What is your most prized possession in your collection?

Hmm, that's tricky. If I can relate it to the old scenario of ‘if you’re running out of a burning house which watch do you grab’ it would have to be the Submariner. It was a watch that inheritance helped purchase and was my first luxury watch. It felt like all roads of my watch collection lead up to this piece. It also was a watch that once it was on my wrist, helped me feel like I had properly ‘arrived’ in this industry.

In reality, it was all in my head, there is nothing special about spending a few thousand on a watch. But that emotional reaction was real enough for it to positively benefit my career.

Date or no date?

I’m a ‘less is more’ guy when it comes to watches so I’m saying no date. Although, I did get a date Sub and I do find them extremely useful...

What was your most recent watch purchase?

It was the Furlan Marri Chronograph that was launched via Kickstarter this year. We covered that watch right here on the Online Magazine and I fell in love with it as soon as it arrived.

Okay, that’s a lie as I’d already fallen in love with it beforehand thanks to its brilliant execution of those all important details and insightful chats with Andrea Furlan and Hamad Al Marri.

If you’re wondering, I went for the launch exclusive salmon dial - of course...

And the next watch you’ll be adding to your collection?

I’d love to add a Cartier Basculante 2390 but prices for those pieces have gone crazy in the past 10 months. People who know me will know my Cartier obsession in the past 18 months has spiralled out of control (see question 1) and the hunt for a mechanical Tank in proportions that suit my wrist size has led me to the 2390.

Unfortunately, I think the rest of the watch world came to the same realisation at the same time.

I have people on the hunt for a sensibly priced one for me and I regularly check the usual online shopping spots. I think I’m going to need some luck on my side.

What is something you feel passionate about in the world of watches?

It's super cliche but buy what you love. When you get into watches to the degree that we are, the level of self-expression they offer becomes even more important.

Don’t be afraid to love what you love even if it means you will get fewer likes on Instagram. It will make you a much more interesting person to talk to.

Instagram will tell you what watch to buy.
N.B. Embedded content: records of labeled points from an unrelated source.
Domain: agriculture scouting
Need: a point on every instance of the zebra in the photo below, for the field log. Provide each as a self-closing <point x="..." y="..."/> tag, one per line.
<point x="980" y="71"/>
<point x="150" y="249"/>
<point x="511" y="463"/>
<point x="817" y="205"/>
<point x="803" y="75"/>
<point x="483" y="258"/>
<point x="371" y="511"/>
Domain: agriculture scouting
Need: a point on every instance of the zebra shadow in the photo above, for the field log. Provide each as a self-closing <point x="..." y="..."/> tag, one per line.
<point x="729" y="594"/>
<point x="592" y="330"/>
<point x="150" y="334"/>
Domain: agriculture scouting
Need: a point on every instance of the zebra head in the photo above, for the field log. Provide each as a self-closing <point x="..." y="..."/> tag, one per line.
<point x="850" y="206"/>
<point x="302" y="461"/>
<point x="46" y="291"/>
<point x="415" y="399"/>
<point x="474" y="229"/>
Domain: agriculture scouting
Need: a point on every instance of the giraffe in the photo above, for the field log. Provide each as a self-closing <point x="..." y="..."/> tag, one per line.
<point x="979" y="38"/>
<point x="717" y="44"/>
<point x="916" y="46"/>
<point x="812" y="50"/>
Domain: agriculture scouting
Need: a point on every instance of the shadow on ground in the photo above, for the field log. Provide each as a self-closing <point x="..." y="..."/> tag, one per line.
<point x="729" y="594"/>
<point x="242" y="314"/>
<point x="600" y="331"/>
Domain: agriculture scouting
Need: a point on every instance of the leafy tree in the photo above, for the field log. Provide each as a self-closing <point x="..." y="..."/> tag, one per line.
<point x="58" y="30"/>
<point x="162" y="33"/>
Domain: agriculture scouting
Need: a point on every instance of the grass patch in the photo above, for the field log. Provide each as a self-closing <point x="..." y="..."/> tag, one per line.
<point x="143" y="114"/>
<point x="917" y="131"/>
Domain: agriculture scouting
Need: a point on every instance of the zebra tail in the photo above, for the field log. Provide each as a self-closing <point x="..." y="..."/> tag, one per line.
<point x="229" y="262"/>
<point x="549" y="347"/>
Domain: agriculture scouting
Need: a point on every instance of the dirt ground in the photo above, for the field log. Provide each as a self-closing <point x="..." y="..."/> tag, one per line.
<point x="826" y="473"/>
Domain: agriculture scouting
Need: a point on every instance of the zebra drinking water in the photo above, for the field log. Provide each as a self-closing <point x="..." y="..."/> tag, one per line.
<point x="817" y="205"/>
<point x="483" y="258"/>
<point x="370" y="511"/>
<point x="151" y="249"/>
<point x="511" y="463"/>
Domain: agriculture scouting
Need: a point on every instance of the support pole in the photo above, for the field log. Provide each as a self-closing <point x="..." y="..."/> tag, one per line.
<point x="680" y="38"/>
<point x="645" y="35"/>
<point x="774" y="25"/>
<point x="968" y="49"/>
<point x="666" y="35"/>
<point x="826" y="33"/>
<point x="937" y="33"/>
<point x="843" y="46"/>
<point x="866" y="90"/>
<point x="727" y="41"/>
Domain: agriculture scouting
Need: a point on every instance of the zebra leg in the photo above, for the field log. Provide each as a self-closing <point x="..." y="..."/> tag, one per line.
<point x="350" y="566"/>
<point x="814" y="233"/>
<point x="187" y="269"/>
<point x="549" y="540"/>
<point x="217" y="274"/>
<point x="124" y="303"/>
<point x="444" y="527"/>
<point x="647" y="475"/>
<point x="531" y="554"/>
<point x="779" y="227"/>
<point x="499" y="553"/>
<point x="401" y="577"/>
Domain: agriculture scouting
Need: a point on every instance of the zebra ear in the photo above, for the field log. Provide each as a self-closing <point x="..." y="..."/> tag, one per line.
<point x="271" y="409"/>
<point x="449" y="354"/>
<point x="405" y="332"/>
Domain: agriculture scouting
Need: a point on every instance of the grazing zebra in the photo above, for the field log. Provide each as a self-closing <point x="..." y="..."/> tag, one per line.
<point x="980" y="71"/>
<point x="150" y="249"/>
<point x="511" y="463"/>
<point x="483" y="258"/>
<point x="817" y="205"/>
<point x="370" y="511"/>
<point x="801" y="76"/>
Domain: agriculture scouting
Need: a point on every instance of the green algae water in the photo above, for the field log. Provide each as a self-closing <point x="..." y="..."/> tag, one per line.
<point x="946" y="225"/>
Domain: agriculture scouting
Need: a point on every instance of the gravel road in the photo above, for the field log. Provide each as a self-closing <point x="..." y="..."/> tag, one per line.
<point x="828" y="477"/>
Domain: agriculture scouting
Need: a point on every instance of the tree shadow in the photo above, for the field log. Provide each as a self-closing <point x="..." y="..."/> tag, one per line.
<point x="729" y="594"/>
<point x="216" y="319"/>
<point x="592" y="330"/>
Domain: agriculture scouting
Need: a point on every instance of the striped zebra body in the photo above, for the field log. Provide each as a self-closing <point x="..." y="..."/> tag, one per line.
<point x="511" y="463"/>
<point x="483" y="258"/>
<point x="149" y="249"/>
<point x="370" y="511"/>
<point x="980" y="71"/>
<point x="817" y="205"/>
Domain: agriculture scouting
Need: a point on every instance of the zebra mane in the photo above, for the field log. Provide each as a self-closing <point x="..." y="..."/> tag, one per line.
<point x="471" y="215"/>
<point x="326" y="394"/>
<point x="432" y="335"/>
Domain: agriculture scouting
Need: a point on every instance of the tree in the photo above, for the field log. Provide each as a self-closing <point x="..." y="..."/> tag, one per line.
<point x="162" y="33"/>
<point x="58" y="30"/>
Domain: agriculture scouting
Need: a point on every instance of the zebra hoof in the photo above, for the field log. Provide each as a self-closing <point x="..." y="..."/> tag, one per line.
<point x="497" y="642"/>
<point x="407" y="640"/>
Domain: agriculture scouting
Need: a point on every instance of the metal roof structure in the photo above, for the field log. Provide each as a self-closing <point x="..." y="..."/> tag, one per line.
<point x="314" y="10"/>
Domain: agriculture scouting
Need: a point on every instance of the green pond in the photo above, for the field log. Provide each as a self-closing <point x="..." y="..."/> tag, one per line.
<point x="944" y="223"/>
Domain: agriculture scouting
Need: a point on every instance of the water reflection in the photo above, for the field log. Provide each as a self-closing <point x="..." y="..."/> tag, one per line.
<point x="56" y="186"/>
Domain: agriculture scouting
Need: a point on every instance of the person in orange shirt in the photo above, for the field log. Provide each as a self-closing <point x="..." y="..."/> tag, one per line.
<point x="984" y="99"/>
Spoilers, yes the Black Bay is a great watch but there is so much more out there. Hunt out and discover different brands/models and prioritise seeking your own opinion on pieces before borrowing someone else’s.

Oh, and wearability, proportions and design beat whatever is powering the watch. That’s a very hot take, isn’t it?

What is one piece of advice for people out there looking to make it in the world of horology and watches?

Passion is great and most certainly needed, but there are tons of watch enthusiasts out there with that. Look to develop a skill that can add value to companies and the industry so your impact can be tangible. You need to live and breathe it, if not you won’t make any meaningful progress.

That and talk to people! In many ways, the watch industry is pretty small. Everyone knows everyone and you will be surprised how far you can get by reaching out. Send that person a DM over Instagram. Chances are you’ll be having a conversation with them in no time.

Jim Glickenhaus trying on the FORZO x Glickenhaus Edition - Image Credit: FORZO Watches

Tell us about something you’re working on that is really exciting?

Content for the Online Magazine! We’re focusing a lot more on guides recently and sharing our knowledge and experience gained from 10 years in the industry which has been a lot of fun. Readers seem to be enjoying it as well which is the main focus.

Other than that, FORZO! It's a new watch brand we’ve been working on for a handful of years with 2021 being the year all of our hard work as a company pays off. The watches will finally be on wrists around the world very soon. That’s an incredible feeling.